Review of Katabasis by Robert Reed

I've started subscribing to Fantasy & Science Fiction again, which always was my premier SF mag. The November/December issue featured a novella by Robert Reed, called "Katabasis." I had to look up this Greek word, which means "a march from the interior of a country to the coast, as that of the 10,000 Greeks after their defeat and the death of Cyrus the Younger at Cunaxa."

Well. This is a story about a painful journey, although not literally the one in the definition. This is the first I've read of Reed's "Great Ship" universe of stories, in which a gigantic multi-world ship wanders the galaxy, picking up civilizations from all over.

Katabasis is one of the last of her species, rescued from extinction to join the many civilizations on the Great Ship by its human owners. Being extremely large and capable, though humanoid, she is employed as a porter for expeditions of humans who want to make the dangerous but memorable hike from one side to another. This is a future where no one dies, physical damage is easily repaired (presumably by nanobots), and if worse comes to worse, clients are carried out by their porters.  Humans can remember infinitely, as long as they have the money to pay for the onboard storage. Nonetheless, few make the journey without needing rescue.
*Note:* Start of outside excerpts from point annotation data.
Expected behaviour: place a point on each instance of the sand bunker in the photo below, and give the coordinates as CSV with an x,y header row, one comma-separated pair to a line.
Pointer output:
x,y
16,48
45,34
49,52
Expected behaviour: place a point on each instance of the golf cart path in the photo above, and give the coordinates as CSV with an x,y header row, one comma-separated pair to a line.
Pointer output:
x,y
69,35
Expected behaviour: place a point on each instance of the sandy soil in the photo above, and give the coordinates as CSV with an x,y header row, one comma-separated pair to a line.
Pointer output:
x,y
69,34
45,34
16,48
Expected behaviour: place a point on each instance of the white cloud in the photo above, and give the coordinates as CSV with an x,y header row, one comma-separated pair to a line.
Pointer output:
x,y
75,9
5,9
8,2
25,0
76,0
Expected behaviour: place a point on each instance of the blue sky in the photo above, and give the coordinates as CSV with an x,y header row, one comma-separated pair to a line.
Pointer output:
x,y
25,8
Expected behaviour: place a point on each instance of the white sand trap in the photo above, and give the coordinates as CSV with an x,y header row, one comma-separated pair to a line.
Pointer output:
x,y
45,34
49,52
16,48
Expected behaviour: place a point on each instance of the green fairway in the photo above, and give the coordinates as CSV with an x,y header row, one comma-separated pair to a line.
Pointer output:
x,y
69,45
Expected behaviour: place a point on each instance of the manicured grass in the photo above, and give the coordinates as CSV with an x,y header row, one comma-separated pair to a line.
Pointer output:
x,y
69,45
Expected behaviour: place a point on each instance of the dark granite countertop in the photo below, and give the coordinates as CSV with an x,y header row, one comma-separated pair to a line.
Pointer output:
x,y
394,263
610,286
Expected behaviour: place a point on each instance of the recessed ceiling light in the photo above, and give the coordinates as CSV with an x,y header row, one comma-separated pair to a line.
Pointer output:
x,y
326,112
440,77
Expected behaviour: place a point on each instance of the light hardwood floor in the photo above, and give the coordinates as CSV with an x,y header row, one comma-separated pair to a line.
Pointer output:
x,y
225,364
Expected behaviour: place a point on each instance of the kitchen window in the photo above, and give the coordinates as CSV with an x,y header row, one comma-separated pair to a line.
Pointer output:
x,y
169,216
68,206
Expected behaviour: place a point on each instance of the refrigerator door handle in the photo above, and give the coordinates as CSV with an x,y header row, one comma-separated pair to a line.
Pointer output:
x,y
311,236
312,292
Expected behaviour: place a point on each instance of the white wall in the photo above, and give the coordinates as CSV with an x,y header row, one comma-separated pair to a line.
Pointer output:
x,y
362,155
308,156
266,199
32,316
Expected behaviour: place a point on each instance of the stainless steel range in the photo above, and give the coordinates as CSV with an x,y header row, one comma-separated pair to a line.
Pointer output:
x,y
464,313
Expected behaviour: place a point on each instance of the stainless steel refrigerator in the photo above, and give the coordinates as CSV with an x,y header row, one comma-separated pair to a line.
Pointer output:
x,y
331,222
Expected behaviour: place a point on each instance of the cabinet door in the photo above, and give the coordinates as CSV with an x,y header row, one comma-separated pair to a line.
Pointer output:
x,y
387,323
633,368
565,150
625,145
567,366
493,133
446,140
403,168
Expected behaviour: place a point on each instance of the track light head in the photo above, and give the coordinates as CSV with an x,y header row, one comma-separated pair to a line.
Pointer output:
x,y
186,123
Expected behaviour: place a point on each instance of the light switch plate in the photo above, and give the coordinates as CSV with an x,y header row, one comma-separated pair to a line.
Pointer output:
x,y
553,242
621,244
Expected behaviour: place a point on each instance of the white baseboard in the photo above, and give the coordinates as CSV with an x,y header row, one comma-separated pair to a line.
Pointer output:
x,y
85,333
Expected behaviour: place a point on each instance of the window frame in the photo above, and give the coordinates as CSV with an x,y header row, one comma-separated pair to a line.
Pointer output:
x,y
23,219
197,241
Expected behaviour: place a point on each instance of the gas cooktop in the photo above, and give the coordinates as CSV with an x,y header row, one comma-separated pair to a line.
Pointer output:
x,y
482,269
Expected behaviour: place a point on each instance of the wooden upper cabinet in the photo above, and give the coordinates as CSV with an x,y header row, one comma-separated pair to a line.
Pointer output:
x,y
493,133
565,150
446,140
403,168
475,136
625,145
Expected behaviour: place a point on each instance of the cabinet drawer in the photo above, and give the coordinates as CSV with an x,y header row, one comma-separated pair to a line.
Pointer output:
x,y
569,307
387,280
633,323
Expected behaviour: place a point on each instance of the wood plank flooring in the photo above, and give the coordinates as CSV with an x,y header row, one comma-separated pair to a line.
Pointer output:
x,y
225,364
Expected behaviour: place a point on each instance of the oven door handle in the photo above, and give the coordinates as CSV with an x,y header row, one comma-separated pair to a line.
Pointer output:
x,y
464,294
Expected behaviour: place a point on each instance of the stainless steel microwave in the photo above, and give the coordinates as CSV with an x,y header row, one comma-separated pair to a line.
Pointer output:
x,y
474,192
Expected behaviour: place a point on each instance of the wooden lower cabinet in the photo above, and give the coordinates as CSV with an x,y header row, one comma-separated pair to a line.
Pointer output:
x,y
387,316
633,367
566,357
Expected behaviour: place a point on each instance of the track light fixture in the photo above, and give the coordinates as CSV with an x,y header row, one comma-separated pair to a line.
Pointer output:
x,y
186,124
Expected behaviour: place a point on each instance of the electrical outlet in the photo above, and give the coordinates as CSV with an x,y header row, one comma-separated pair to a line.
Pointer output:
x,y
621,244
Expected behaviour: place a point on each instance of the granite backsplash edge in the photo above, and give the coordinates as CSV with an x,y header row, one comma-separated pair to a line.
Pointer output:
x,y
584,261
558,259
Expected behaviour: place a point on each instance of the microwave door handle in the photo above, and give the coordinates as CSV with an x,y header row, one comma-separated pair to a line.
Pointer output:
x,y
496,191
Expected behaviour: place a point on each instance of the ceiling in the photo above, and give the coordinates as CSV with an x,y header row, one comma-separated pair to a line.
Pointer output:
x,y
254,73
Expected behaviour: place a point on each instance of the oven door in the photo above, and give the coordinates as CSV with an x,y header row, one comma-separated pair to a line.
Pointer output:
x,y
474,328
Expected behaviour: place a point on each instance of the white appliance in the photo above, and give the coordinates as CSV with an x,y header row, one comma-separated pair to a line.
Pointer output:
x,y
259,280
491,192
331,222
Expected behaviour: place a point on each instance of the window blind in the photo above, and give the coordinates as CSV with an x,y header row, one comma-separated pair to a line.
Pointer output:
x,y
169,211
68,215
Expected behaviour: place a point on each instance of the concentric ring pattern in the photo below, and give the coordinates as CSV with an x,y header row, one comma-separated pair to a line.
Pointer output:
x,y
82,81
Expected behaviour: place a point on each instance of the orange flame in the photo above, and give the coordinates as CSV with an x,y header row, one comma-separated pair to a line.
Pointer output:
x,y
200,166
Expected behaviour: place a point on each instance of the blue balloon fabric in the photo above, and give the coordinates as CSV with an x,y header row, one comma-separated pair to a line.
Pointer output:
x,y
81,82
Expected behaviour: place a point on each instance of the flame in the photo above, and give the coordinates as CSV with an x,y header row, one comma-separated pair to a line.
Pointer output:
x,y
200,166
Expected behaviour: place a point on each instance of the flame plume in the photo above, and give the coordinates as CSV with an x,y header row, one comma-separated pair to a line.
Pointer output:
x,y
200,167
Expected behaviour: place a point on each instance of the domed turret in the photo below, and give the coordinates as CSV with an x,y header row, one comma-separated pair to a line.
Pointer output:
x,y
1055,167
The novella starts off slowly, with Katabasis reluctantly taking on a weak-looking human couple as clients for the trek. Along the way, they all suffer broken bones from the heavy gravity, as well as starvation and deprivation. She finds her clients strange at first, but slowly grows to like them for their spirit. We gradually learn that Katabasis has made this journey many times, but the first was on her home world, which was failing. She feels guilt for being the only survivor of her people's exodus in search of the Great Ship. After an earthquake wipes out several other expeditions, her group allows another human to join them, on condition he becomes a porter willing to carry food and equipment. There are some similarities to "Avatar," but these can be forgiven.

Though Katabasis's clients ultimately fail, the new human helps her bring them to safety and helps her overcome her guilt and sadness by sharing his equally devastating history. This was a lovely story of the value of forgetfulness and self-forgiveness.